Виктор весь внимание. Даже глаза загорелись.
— Виктор, вся Светина жизнь — борьба. И заметь: борьба — с такими, как ты.
А в самом деле, жалко мне, что ли? Возьму да и познакомлю. Хотя, жалко, конечно. Балбеса Виктора жалко. Добрый все-таки он.
Глава 12
Возвращаясь со спаррингов, мой братец Боря с остервенением рисует котят у себя в альбоме. Пар выпускает.
Возвращаясь после собирания «нужных бумажек», папа уединяется на кухне и очень основательно изображает в рабочем ежедневнике сначала всех «битлов» — Леннона и Маккартни анфас, остальных — в профиль, потом танки, напоследок мелкое зверье. Иногда и до котят доходит.

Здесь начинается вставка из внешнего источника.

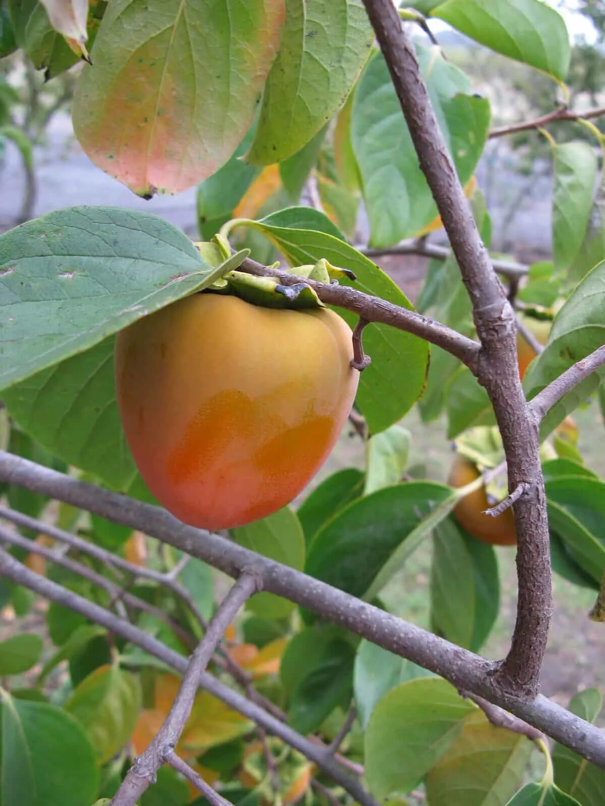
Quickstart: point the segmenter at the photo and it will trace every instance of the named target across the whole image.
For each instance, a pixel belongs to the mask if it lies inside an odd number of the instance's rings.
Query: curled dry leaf
[[[40,0],[51,25],[64,36],[86,42],[88,0]]]

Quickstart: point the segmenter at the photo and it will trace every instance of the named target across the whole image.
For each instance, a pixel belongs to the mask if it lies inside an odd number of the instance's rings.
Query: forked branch
[[[189,659],[181,687],[168,716],[151,744],[135,760],[111,801],[113,806],[136,806],[139,798],[155,782],[160,767],[169,758],[174,763],[174,748],[191,714],[200,676],[206,671],[225,630],[241,606],[261,587],[260,579],[254,573],[244,572],[229,591],[208,625],[206,634]],[[217,803],[224,801],[224,799],[218,797]]]
[[[232,576],[237,577],[246,570],[254,569],[255,573],[259,574],[263,580],[264,590],[294,601],[384,649],[413,660],[444,677],[459,689],[488,699],[588,760],[605,767],[605,735],[598,728],[570,713],[546,697],[524,700],[515,692],[503,690],[497,679],[494,679],[496,665],[493,662],[456,646],[367,602],[294,568],[256,555],[219,535],[209,534],[187,526],[158,507],[101,489],[2,451],[0,481],[7,481],[33,492],[51,496],[138,529],[182,551],[203,559]],[[159,645],[158,648],[158,642],[154,638],[137,630],[123,619],[119,619],[102,609],[98,609],[96,605],[77,597],[71,591],[62,590],[50,580],[33,574],[6,553],[0,554],[0,576],[25,585],[40,596],[57,601],[77,613],[84,613],[91,620],[106,626],[127,640],[132,641],[175,669],[184,671],[186,661],[182,655],[171,652],[162,645]],[[166,652],[169,653],[168,655]],[[348,788],[344,783],[342,785],[345,786],[353,798],[362,804],[369,802],[367,793],[365,800],[361,800],[364,797],[363,789],[361,793],[359,788],[352,791],[351,787],[357,784],[357,782],[352,782],[343,772],[340,765],[331,758],[328,748],[294,733],[278,719],[246,697],[223,685],[211,675],[204,674],[201,684],[232,708],[300,750],[335,780],[341,783],[336,776],[344,775]]]

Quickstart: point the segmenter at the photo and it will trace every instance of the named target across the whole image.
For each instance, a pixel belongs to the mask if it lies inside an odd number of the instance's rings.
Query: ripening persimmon
[[[479,470],[470,459],[457,454],[448,484],[451,487],[464,487],[479,476]],[[478,540],[494,546],[515,546],[517,537],[512,509],[506,509],[498,517],[492,517],[485,514],[485,510],[490,506],[486,488],[480,487],[474,492],[461,498],[454,507],[453,515],[461,526]]]
[[[186,523],[242,526],[292,501],[353,405],[352,333],[324,308],[187,297],[115,344],[126,438],[157,500]]]

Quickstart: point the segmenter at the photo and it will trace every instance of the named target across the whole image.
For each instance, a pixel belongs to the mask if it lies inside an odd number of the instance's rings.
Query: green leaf
[[[0,58],[12,53],[17,48],[15,31],[10,20],[8,0],[0,2]]]
[[[83,352],[212,282],[177,227],[146,213],[73,207],[0,235],[0,387]]]
[[[191,594],[204,618],[210,619],[215,604],[215,578],[212,567],[196,557],[190,557],[179,574],[182,585]]]
[[[40,635],[23,633],[0,642],[0,676],[20,675],[35,666],[42,654]]]
[[[296,633],[288,642],[282,655],[279,676],[284,691],[290,696],[329,654],[332,643],[338,643],[348,634],[335,625],[314,625]]]
[[[75,719],[46,703],[2,696],[2,806],[83,806],[93,802],[98,769]]]
[[[198,221],[204,240],[210,240],[232,218],[242,196],[262,170],[240,159],[253,136],[250,129],[224,165],[198,185]]]
[[[369,438],[365,495],[401,481],[407,465],[411,437],[407,428],[396,423]]]
[[[570,710],[594,723],[602,706],[600,692],[586,688],[572,697]],[[601,806],[605,802],[605,771],[560,744],[553,748],[553,763],[557,786],[582,806]]]
[[[317,533],[305,572],[353,596],[366,596],[397,548],[451,495],[442,484],[411,481],[357,499]]]
[[[306,146],[279,164],[279,176],[288,196],[298,203],[302,188],[317,162],[328,127],[320,129]]]
[[[31,140],[23,129],[16,126],[0,127],[0,137],[10,140],[19,148],[26,168],[31,168],[34,157],[34,147]]]
[[[141,705],[139,679],[117,667],[96,669],[65,703],[84,728],[99,764],[126,745],[135,729]]]
[[[605,484],[586,476],[559,476],[545,488],[553,530],[598,584],[605,570]]]
[[[353,694],[354,647],[334,638],[321,649],[290,696],[288,722],[303,735],[316,730],[336,706],[346,708]]]
[[[469,79],[436,48],[416,47],[427,89],[461,181],[473,175],[487,136],[490,104],[466,94]],[[423,230],[437,209],[382,56],[355,93],[352,139],[361,174],[373,246],[390,246]]]
[[[365,733],[365,777],[372,794],[382,800],[411,791],[474,710],[440,678],[408,680],[392,688],[374,708]]]
[[[554,148],[553,256],[557,272],[575,260],[588,226],[597,178],[595,149],[586,142],[557,143]]]
[[[432,16],[511,59],[562,81],[570,64],[563,18],[540,0],[447,0]]]
[[[63,660],[69,660],[74,654],[81,651],[84,647],[93,638],[99,635],[105,634],[105,629],[93,624],[82,624],[73,630],[68,639],[48,660],[44,663],[42,671],[38,678],[38,685],[40,685],[50,672],[59,665]]]
[[[289,506],[269,517],[232,530],[234,540],[252,551],[302,571],[305,564],[305,536],[295,513]],[[248,609],[263,618],[283,618],[294,604],[273,593],[257,593]]]
[[[486,392],[467,367],[460,367],[447,384],[448,439],[467,428],[495,423],[494,409]]]
[[[544,462],[542,465],[542,475],[544,481],[550,481],[560,476],[583,476],[589,479],[599,479],[596,473],[570,459],[553,459]]]
[[[47,81],[75,64],[79,58],[48,22],[37,0],[8,0],[17,44],[23,48]]]
[[[124,492],[138,476],[115,398],[113,336],[2,397],[23,428],[68,463]]]
[[[157,780],[141,796],[140,806],[185,806],[190,801],[187,782],[170,767],[157,771]]]
[[[427,775],[427,800],[431,806],[506,803],[519,787],[532,746],[524,736],[494,728],[475,710]]]
[[[491,632],[499,609],[495,551],[467,534],[451,517],[440,523],[433,535],[433,622],[449,641],[477,652]]]
[[[558,787],[541,783],[526,783],[507,804],[507,806],[582,806],[575,798],[561,792]]]
[[[391,688],[407,680],[432,675],[407,658],[364,638],[357,647],[353,671],[355,705],[363,729],[367,729],[374,708]]]
[[[283,0],[108,4],[90,53],[103,70],[85,65],[73,100],[86,152],[141,196],[211,176],[252,122],[283,13]]]
[[[325,479],[312,490],[296,511],[308,546],[319,529],[363,492],[364,474],[345,467]]]
[[[367,257],[344,242],[338,229],[317,210],[294,207],[281,210],[254,224],[285,256],[292,266],[315,264],[325,258],[333,266],[348,268],[355,282],[341,284],[404,308],[411,309],[395,283]],[[337,309],[353,328],[357,317]],[[403,330],[371,324],[364,330],[364,347],[372,364],[361,375],[357,403],[373,433],[397,422],[422,393],[428,361],[428,344]],[[405,366],[406,372],[400,368]]]
[[[528,399],[605,342],[604,280],[605,262],[586,276],[555,317],[544,352],[524,378]],[[540,426],[542,438],[595,391],[599,379],[599,373],[593,373],[548,412]]]
[[[288,0],[248,160],[281,162],[308,143],[346,101],[373,39],[361,0]]]

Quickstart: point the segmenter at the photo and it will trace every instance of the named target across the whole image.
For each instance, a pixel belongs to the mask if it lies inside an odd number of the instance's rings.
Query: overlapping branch
[[[564,395],[592,375],[599,367],[603,367],[603,364],[605,364],[605,344],[598,347],[582,360],[576,361],[573,367],[570,367],[562,375],[555,378],[545,388],[539,392],[530,401],[530,409],[534,412],[538,420],[541,420]]]
[[[538,434],[519,377],[515,314],[479,235],[395,6],[392,0],[364,0],[364,5],[473,304],[482,345],[477,376],[489,395],[502,435],[509,492],[522,482],[531,484],[515,503],[517,619],[511,650],[495,678],[509,692],[532,697],[538,691],[546,650],[551,569]]]
[[[590,761],[605,767],[605,735],[598,728],[546,697],[538,696],[534,700],[528,700],[519,697],[515,692],[503,690],[494,675],[496,664],[384,610],[294,568],[256,555],[218,535],[211,535],[187,526],[165,510],[101,489],[21,457],[0,452],[0,481],[25,487],[32,492],[65,501],[110,520],[138,529],[204,560],[231,576],[237,577],[245,571],[253,570],[262,580],[264,590],[285,596],[396,654],[413,660],[449,679],[459,689],[483,696]],[[81,612],[82,607],[96,607],[81,597],[73,598],[75,594],[72,592],[57,592],[57,586],[52,587],[53,584],[49,580],[32,574],[6,555],[2,555],[0,560],[0,575],[24,584],[41,596],[59,601],[59,604],[76,609],[77,612]],[[60,600],[57,596],[61,597]],[[89,608],[85,615],[110,629],[117,625],[119,628],[117,634],[133,641],[156,657],[161,657],[157,654],[157,642],[155,639],[141,634],[132,625],[106,611],[102,613],[105,621],[99,621],[97,610],[94,611],[94,615],[91,613],[93,611]],[[145,643],[141,642],[144,640]],[[172,653],[169,659],[163,654],[161,659],[181,671],[184,671],[186,665],[186,659],[176,653]],[[300,750],[311,760],[319,763],[317,759],[321,759],[324,762],[322,768],[326,771],[329,771],[325,767],[328,763],[332,771],[329,775],[338,780],[332,773],[338,771],[337,774],[341,774],[342,767],[333,758],[330,762],[328,748],[315,745],[308,739],[302,740],[303,744],[301,745],[299,739],[302,739],[302,737],[297,738],[298,734],[291,736],[288,733],[290,729],[279,720],[246,697],[223,686],[211,675],[202,675],[202,684],[232,708],[259,722],[266,730]],[[298,744],[294,744],[294,742]],[[307,752],[310,747],[313,748],[312,755]],[[350,783],[348,776],[345,775],[345,779]],[[353,795],[353,797],[359,800],[359,793]],[[365,802],[368,803],[367,799]]]
[[[254,573],[244,572],[229,591],[208,625],[204,637],[189,659],[181,686],[168,716],[149,746],[135,760],[128,771],[114,796],[113,806],[136,806],[139,798],[155,782],[157,771],[165,762],[172,762],[177,767],[182,766],[175,754],[174,748],[191,715],[200,676],[206,671],[225,630],[241,606],[261,587],[261,580]],[[197,783],[196,779],[196,785]],[[203,788],[202,783],[199,783],[199,787]],[[211,787],[208,787],[207,789],[211,791]],[[217,797],[224,802],[220,796]]]
[[[135,502],[136,503],[136,502]],[[252,554],[252,552],[248,552]],[[252,555],[252,556],[254,556]],[[175,671],[184,674],[187,668],[187,659],[169,649],[165,644],[152,635],[136,627],[130,621],[120,618],[105,608],[85,599],[73,591],[40,576],[27,568],[4,550],[0,549],[0,577],[11,580],[23,585],[39,596],[79,613],[96,624],[106,627],[111,633],[119,635],[136,646],[140,646],[154,658],[162,661]],[[333,757],[329,748],[321,743],[315,743],[300,733],[297,733],[287,725],[277,719],[269,712],[252,702],[247,697],[216,679],[212,675],[204,671],[199,675],[199,688],[210,692],[225,704],[238,711],[257,725],[261,725],[268,733],[278,737],[286,744],[307,756],[310,761],[340,784],[361,806],[378,806],[377,801],[368,794],[361,784],[348,775]]]

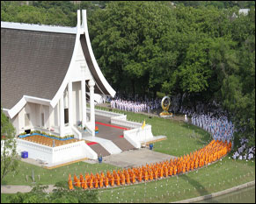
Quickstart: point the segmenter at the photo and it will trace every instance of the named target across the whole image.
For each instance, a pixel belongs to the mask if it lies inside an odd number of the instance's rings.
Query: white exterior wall
[[[16,129],[16,134],[24,132],[26,130],[35,128],[50,128],[49,106],[40,105],[33,102],[26,102],[25,107],[12,119],[11,123]],[[44,114],[44,126],[42,126],[41,114]],[[29,114],[30,124],[26,126],[25,115]]]
[[[73,120],[77,125],[78,121],[82,121],[81,107],[81,82],[73,82]]]
[[[62,164],[80,158],[97,159],[97,153],[89,147],[84,141],[68,144],[62,146],[49,147],[32,143],[23,139],[17,139],[17,152],[28,151],[28,158],[48,162],[49,165]]]
[[[11,119],[11,122],[15,128],[16,135],[19,134],[19,125],[18,125],[18,114],[17,114],[12,119]]]

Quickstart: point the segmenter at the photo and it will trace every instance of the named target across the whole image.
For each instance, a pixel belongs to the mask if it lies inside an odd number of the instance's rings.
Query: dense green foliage
[[[89,11],[93,52],[115,90],[216,100],[255,143],[254,2],[4,1],[1,20],[75,26],[77,9]]]
[[[174,4],[183,4],[186,6],[199,7],[201,5],[213,5],[219,9],[228,9],[234,6],[238,6],[241,9],[246,9],[255,5],[254,1],[173,1]]]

Они похожи, мужчины нашего дома. Оба стремительные, ответственные и заботливые. А вот мы с мамой совсем разные. Мама моя вообще ни на кого не похожа. И я тоже хочу быть совершенно особенной.
Мама веселится:
— Танечка, чтоб ты знала: подобные амбиции питает еще около двух миллиардов землян. Тебе надо?
— А как тогда, чтобы со стенами не сливаться?
— Вот ты здесь и сейчас. Именно ты — и именно на этом месте. Этим и особенная. Но остальным и это неважно, уж поверь. А особенной станешь, только если перестанешь забивать голову своей «особенностью» и будешь полезна обществу. По-настоящему полезна. А это огромная редкость в наши дни. Я вот так и не поняла, какая от меня польза кому-то, кроме вас. Поэтому и стараюсь для семьи — и то уже хорошо. Ну, а обществу на меня плевать. Главное, чтобы не безобразничала.
— Все равно ты особенная.
— Это потому, что я твоя мама. А так — меня все время с кем-то путают на улице. А знакомые не узнают. Я даже не обижаюсь, привыкла.